Most of the deceased were sent into the afterworld with modest collections of everyday items. In a dozen or so of the graves, however, archaeologists led by Ivan Ivanov discovered gold. This is a sure sign that the community near Varna practised social stratification. Most of the “golden” graves were empty – the golden decorations were arranged on top of crude clay masks that represented human faces. The person at the top of the pyramid, however, was there – in grave number 43. This king/high priest was put to rest with all the symbols of his worldly power – a stone axe with a golden handle; a gold diadem, bracelets, earrings and trimming on his clothes; and an empty gold cylinder that some interpret as a phallus, while others say is the handle of a whip.
The culture that created the Varna necropolis disappeared, most likely overwhelmed by the waves of settlers from the East who flooded the Balkans at the end of the Copper Age and the beginning of the Bronze Age. The newcomers were also fond of gold – several of their treasures have been discovered recently.
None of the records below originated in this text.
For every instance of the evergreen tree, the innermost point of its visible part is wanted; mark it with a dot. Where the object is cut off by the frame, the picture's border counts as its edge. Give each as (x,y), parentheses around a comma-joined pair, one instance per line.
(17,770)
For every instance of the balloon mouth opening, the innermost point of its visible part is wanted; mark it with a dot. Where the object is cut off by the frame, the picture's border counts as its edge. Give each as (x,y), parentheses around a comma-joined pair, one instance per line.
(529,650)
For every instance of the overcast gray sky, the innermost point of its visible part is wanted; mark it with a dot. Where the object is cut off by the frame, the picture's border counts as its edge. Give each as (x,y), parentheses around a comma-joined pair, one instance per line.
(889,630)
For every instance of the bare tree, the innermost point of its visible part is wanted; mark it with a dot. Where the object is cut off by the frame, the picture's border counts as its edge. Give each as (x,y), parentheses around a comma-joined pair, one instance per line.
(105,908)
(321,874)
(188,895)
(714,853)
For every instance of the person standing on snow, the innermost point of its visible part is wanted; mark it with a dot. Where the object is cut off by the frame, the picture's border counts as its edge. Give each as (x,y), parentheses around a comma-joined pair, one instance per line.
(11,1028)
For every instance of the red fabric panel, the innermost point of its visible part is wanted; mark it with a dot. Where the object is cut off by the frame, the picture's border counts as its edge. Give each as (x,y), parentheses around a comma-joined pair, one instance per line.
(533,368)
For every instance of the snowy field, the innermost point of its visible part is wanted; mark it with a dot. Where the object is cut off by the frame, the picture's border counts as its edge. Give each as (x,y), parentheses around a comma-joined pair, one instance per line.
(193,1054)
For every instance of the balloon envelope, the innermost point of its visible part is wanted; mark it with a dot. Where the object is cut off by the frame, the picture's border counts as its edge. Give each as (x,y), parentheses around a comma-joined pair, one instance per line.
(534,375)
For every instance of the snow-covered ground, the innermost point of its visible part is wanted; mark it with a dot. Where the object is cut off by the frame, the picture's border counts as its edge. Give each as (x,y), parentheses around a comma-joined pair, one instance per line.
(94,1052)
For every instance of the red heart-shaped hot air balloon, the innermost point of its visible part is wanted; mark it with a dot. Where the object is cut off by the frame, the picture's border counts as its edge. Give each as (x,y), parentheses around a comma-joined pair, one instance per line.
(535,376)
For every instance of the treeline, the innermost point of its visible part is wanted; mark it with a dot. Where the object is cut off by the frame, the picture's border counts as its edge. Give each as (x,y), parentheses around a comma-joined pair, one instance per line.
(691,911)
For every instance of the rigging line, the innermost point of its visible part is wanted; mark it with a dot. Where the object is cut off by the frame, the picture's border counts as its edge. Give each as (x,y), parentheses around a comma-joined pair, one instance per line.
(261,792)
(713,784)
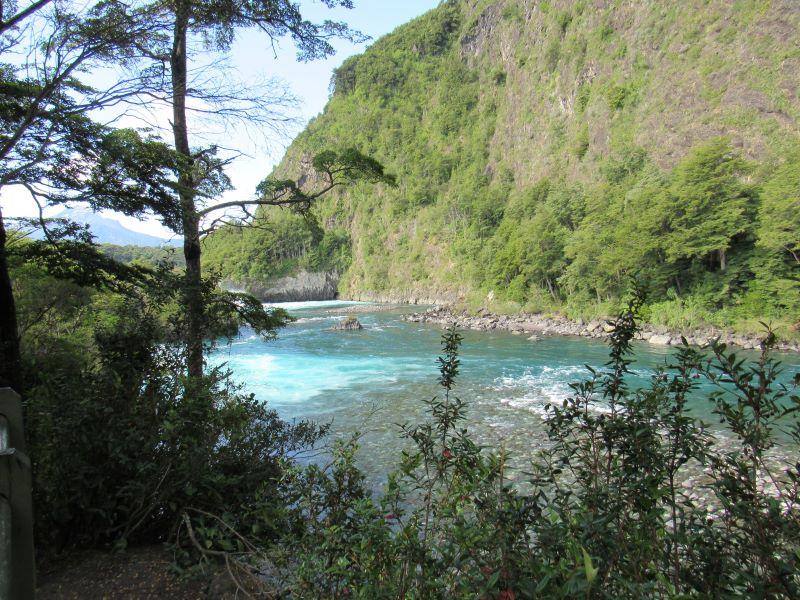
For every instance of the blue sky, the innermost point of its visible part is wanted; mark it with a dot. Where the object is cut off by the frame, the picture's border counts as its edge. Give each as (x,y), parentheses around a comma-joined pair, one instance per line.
(253,59)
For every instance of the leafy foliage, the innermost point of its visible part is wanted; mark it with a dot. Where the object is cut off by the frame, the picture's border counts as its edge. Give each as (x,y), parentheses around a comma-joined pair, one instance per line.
(581,169)
(604,512)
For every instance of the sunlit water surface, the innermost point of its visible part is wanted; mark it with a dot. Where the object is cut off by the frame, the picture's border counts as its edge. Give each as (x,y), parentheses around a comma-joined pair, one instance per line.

In 2004 Martin Ivanov’s excavation of graves at the necropolis in the village of Dabene near Karlovo revealed miniature beads, a gold dagger and hundreds of golden rings that were buried with their owners during the 3rd millennium BC.
The Valchitran Treasure is not the only hoard from the end of the Bronze Age between the 16th and 12th Centuries BC, a period that more or less coincides with the Trojan War. However, the treasure’s 13 objects, whose functions have still not been clarified, are without a doubt some of the most impressive archaeological finds ever made in Bulgaria. The heyday of gold treasures in Bulgaria – at least for the ones we know about – came considerably later. In the middle of the 1st millennium, BC Thracian kings emerged from historical anonymity and began to appear in the annals of the neighbouring Greeks. The Thracians never developed their own writing system or showed much of an interest in writing in general, judging from the scarce inscriptions that have remained – most of which are found on vessels from various treasures.
Thracian rulers displayed their wealth and political might in a far more conspicuous way – with huge gold treasures. The golden mask from Svetitsa, which according to Kitov belonged to King Teres, is only the tip of a gigantic iceberg of silver and gold. The 165 pitchers and rhytons from the Rogozen Treasure were crafted between the 6th and the 4th Centuries BC. They are silver, but the images carved on them in relief are gilded with gold leaf. The scenes offer rare evidence of the ancient Thracians’ pantheon and beliefs. During the 4th Century, BC Thracian craftsmen produced the exquisite rhytons, amphorae and phials from the Panagyurishte Treasure, discovered by three brothers digging up clay for bricks. During the same century was created also the precious horse bridle that was buried in a bronze container, only to be discovered in 1963 in the town of Letnitsa during the building of a barn. Some archaeologists interpret the golden figures on the bridle – which show a horseman killing wild beasts and having sex – as an illustrative history of the life of Thracian kings. During the 4th Century BC, a man and a woman were buried in the Mogilanska mound near Vratsa, together with a magnificent golden diadem and a silver kneepad with a strange image of a woman whose face is half-covered with horizontal lines.
Why did the Thracians bury their priceless riches? Some of the treasures probably found their way into the ground to be hidden during wartime – and their owners never returned to retrieve them. However, it was for other reasons that the Thracians placed precious artefacts in graves and tombs.
The Thracians believed that after death a person began a new life – according to descriptions by Greek historians, the Thracians considered the afterworld such a pleasant place that they laughed when someone died. However, in their new lives the deceased – especially kings and aristocrats – needed everything that they had enjoyed while still in this world. For that reason they killed horses yoked into expensive chariots near their graves, left richly ornamented serving sets and weapons near their couches, and – if what evidence suggests is true – specially sacrificed the dead man’s favourite wife. Gold luxury items were an integral part of life, which the Thracian kings wanted to take with them in death.
Gold also served another purpose. The Thracians believed that gold possessed a mystical power that connected the world of the living with that of the dead. Bulgarian folktales still contain traces of this belief.
When the heroes find themselves in an enchanted kingdom, usually referred to as dolnata zemya, or the underworld, the objects there are usually made of gold or – in the worst-case scenario – silver.